Two years down the line, party companies still breaking the law

Companies owned by both the Nationalist and Labour parties remain in breach of company law by failing to publish their accounts

Companies owned by the Nationalist and Labour parties remain in breach of company law, despite reassurances from both parties over the last two years that they were working to regularise their position.

MaltaToday first sought answers from the two major parties two years ago about the fact that none of their subsidiaries – at least six for the Labour party and two for the PN – had submitted audited accounts with the MFSA, as is required at law.

MLP Holdings, which is owned by the Labour Party, for example, hasn’t filed accounts since 2000, according to the Registry of Companies website. The PN’s media wing, Media.Link hasn’t filed accounts since 2005.

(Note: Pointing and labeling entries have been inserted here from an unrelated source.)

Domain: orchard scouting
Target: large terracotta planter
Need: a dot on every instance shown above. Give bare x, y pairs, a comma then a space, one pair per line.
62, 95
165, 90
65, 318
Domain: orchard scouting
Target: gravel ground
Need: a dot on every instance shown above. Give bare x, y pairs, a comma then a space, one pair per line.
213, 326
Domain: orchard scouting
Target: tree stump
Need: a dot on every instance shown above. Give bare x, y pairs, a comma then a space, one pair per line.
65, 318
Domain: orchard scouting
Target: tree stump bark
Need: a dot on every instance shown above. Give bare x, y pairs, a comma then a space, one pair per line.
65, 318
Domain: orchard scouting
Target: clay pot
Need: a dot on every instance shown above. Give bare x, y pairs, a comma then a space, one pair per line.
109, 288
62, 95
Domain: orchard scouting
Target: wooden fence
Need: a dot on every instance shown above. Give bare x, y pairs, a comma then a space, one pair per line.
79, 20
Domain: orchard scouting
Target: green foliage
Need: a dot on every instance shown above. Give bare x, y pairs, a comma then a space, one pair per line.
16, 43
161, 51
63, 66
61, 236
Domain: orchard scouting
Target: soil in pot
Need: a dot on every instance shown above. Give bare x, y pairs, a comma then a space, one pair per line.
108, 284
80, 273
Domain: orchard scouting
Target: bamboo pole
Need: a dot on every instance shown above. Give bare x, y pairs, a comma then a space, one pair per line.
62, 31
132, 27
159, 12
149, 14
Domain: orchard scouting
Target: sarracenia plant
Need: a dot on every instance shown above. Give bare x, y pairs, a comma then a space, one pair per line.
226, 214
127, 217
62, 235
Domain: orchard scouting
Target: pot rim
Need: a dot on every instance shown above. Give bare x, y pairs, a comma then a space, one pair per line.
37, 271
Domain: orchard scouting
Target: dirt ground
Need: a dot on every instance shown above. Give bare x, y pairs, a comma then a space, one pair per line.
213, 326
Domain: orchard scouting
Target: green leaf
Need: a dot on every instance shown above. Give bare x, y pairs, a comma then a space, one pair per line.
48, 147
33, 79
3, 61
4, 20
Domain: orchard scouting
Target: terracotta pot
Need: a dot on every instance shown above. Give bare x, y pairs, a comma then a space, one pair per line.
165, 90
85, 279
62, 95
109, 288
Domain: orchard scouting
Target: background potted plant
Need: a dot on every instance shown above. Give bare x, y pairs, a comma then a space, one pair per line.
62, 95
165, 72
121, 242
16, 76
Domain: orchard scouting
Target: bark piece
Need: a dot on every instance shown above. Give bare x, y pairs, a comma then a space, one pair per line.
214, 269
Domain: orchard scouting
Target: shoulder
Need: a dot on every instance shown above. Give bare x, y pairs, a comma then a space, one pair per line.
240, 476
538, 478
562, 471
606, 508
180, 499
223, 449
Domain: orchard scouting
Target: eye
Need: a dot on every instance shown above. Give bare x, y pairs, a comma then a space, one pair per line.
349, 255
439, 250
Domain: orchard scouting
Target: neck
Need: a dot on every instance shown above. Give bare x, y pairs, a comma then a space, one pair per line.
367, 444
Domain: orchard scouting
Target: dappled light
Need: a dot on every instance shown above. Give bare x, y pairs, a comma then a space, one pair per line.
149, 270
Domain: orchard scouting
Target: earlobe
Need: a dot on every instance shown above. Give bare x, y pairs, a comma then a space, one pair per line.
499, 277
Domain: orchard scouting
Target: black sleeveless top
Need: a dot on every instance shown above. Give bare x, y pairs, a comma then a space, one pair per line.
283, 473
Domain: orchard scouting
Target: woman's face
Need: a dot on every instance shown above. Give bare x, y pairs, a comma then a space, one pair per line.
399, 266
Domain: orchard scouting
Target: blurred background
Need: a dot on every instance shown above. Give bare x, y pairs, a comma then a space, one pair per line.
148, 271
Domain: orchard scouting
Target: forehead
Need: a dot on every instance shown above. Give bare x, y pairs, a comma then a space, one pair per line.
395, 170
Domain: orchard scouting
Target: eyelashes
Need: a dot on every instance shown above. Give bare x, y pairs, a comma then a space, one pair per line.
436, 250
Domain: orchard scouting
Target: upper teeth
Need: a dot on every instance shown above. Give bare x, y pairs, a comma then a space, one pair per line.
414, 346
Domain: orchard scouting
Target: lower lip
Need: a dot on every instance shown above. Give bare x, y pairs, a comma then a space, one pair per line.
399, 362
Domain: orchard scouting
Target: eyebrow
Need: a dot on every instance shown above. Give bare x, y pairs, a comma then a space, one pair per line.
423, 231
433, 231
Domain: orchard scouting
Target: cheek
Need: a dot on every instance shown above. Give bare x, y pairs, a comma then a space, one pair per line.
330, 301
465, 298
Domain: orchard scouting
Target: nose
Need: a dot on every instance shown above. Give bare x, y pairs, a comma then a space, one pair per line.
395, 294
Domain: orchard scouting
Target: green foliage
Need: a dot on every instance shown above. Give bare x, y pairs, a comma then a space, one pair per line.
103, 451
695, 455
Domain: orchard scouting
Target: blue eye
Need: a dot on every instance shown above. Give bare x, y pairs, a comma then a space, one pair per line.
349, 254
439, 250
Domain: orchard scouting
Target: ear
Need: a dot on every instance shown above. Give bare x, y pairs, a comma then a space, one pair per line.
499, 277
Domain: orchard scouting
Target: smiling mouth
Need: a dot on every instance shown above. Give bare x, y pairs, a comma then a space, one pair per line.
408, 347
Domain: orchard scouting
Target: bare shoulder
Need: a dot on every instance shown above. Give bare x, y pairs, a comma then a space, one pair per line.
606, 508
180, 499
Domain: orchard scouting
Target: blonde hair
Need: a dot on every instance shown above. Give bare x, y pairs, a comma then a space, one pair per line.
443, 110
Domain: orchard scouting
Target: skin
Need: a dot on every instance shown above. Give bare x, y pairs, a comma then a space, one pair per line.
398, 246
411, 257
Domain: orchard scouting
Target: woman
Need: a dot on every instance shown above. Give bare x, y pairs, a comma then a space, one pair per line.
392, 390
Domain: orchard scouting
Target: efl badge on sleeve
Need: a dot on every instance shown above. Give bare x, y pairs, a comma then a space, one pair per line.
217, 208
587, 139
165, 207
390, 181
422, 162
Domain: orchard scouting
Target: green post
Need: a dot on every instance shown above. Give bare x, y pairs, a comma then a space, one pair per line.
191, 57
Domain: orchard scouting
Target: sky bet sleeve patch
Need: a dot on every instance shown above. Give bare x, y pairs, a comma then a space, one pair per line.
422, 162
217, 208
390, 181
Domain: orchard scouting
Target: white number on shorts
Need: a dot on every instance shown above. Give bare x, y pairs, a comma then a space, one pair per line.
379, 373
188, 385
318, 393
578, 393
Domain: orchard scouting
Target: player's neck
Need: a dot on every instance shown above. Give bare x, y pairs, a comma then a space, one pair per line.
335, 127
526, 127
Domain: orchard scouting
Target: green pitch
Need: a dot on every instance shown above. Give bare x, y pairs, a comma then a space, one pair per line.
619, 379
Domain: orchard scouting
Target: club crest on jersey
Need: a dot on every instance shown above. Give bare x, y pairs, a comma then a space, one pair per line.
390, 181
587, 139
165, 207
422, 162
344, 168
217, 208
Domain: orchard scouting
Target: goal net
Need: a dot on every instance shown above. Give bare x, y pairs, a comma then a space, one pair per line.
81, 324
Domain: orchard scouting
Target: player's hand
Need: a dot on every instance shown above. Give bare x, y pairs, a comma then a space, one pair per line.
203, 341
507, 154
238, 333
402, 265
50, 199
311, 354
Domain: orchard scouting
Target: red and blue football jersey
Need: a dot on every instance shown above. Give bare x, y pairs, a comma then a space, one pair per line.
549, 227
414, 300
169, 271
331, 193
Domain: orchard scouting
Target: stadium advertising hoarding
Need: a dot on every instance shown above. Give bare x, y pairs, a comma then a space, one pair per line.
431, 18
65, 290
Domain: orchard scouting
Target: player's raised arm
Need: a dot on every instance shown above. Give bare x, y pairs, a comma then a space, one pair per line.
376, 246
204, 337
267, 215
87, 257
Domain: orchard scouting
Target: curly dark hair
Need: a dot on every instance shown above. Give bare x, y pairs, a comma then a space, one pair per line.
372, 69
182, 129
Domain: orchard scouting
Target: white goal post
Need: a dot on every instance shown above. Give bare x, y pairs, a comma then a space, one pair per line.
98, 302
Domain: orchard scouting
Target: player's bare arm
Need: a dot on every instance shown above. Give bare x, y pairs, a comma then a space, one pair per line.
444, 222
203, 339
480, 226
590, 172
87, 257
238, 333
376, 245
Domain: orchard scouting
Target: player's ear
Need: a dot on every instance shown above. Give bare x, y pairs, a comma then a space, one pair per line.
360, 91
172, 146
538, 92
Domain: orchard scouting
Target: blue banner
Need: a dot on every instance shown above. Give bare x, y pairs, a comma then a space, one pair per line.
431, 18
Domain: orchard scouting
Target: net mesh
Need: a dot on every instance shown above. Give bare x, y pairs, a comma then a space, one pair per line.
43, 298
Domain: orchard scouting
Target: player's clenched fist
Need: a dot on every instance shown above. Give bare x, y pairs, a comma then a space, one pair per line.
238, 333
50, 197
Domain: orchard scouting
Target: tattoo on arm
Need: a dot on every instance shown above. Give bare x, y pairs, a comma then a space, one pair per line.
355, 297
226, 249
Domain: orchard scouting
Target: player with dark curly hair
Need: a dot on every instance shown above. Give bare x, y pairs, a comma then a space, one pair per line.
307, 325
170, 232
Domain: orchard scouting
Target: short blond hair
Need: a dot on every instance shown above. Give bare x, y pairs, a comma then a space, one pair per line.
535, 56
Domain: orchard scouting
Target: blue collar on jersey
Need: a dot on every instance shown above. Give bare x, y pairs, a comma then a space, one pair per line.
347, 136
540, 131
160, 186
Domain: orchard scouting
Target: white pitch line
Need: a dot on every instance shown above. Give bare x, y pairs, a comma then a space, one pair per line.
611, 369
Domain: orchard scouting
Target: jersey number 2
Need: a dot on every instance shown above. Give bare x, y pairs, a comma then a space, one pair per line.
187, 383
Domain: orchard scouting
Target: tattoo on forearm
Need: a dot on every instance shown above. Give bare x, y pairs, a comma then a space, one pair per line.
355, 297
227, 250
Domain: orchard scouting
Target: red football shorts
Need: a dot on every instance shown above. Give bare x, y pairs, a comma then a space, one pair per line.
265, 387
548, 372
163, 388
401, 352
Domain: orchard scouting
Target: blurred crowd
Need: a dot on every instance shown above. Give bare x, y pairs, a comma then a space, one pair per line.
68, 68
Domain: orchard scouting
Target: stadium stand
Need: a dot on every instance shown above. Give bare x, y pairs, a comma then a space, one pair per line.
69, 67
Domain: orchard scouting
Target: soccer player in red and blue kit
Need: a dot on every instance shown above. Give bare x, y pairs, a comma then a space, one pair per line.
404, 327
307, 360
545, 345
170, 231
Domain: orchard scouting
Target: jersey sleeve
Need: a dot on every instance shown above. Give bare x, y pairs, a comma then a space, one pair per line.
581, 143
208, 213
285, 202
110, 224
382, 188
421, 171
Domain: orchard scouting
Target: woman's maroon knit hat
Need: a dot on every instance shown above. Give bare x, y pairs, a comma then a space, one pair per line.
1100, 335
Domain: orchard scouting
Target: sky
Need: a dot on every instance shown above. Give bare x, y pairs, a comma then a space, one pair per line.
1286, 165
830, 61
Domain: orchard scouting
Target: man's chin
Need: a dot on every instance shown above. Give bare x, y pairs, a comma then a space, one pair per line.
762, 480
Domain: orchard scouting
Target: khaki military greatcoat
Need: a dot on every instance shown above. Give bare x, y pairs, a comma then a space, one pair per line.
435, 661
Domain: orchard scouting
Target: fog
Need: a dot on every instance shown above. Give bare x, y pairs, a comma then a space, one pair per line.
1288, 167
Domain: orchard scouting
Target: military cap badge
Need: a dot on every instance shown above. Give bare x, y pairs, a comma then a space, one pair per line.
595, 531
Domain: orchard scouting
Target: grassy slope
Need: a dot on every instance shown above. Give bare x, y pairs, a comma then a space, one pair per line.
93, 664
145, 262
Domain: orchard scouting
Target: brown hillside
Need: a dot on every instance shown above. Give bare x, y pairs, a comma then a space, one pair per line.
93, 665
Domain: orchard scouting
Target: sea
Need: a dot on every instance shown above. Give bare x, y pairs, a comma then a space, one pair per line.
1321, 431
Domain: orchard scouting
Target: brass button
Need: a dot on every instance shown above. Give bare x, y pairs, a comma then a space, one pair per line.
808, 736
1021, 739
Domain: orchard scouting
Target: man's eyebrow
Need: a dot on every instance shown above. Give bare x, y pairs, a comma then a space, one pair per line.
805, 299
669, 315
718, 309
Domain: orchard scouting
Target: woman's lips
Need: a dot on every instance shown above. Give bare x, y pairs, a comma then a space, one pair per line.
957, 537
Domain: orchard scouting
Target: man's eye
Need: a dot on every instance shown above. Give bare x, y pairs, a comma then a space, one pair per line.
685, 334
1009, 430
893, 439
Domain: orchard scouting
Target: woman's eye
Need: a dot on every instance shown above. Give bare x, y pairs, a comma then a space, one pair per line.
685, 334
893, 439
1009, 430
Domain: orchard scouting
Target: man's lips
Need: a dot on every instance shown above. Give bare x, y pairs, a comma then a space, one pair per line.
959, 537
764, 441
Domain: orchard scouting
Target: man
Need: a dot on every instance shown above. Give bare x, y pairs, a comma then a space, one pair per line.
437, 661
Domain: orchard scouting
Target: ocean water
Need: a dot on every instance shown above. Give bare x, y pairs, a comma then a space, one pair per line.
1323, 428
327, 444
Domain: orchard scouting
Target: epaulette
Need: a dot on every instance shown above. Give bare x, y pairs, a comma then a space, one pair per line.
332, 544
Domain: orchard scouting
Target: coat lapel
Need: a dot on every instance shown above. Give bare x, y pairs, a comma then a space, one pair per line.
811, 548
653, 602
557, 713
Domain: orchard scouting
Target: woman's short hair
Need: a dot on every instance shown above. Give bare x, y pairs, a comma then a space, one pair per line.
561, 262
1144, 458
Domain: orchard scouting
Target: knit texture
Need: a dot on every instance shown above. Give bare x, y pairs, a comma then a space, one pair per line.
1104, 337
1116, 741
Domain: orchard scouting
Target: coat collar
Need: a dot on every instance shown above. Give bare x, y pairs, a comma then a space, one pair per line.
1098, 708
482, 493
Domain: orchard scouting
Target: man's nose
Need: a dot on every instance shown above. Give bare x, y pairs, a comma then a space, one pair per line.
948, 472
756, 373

The Companies Act requires companies to keep proper accounting records and to deliver a copy of the annual accounts laid and the auditors’ and directors’ report every year to the companies registrar.

Annual accounts, along with other company documents and details of directors and shareholders, are publicly available for viewing, showing that currently seven companies owned by the two main political parties – five owned by PL and two owned by PN – are in breach of this obligation.

While the parties’ companies aren’t alone – 18% of registered companies as of March 2017 had missed at least one deadline – both had acknowledged that they were in breach of the law and pledge to address the matter.

Then Labour Party chief executive Gino Cauchi had said in 2017 that the party would be submitting the accounts in due course and justified the situation by pointing out that the company Sunrise Travel had not operated since 2013, while two other companies – MLP Holdings and Consultancy & Research – were non-trading companies.

Nevertheless, the Companies Act makes no exceptions for non-trading or ‘non-operational’ companies. 

A year later, the party’s new chief executive Randolph Debattista told MaltaToday that “the necessary work is under way in order for the Labour Party’s subsidiaries to regularise their position in the shortest time possible”.

Similarly, a spokesperson for the PN had, in 2017, said that the party was “focusing on regularising fully its position within the shortest time-frame possible”.

MaltaToday has again reached out to the parties, to ask how it is possible that two years down the line, no apparent progress has been made in this regard.

The parties were also asked how they can expect to be taken seriously when they speak about respecting the country’s institutions and protecting its financial services sector, and they themselves are not leading by example and ensuring the transparency required at law.

A PN spokesperson said that “as previously stated the Nationalist Party is doing its utmost to regularise the position of its companies and acknowledges that this is unfortunately taking longer than expected... The task of getting all accounts finalised and audited requires substantial technical human resources which are very difficult to find and retain”.

“We assure the public that all effort is being put in to submit all documentation related to the Party's commercial companies as required by law, in the shortest time possible,” the spokesperson said.

Questions sent to the Labour Party CEO went unanswered.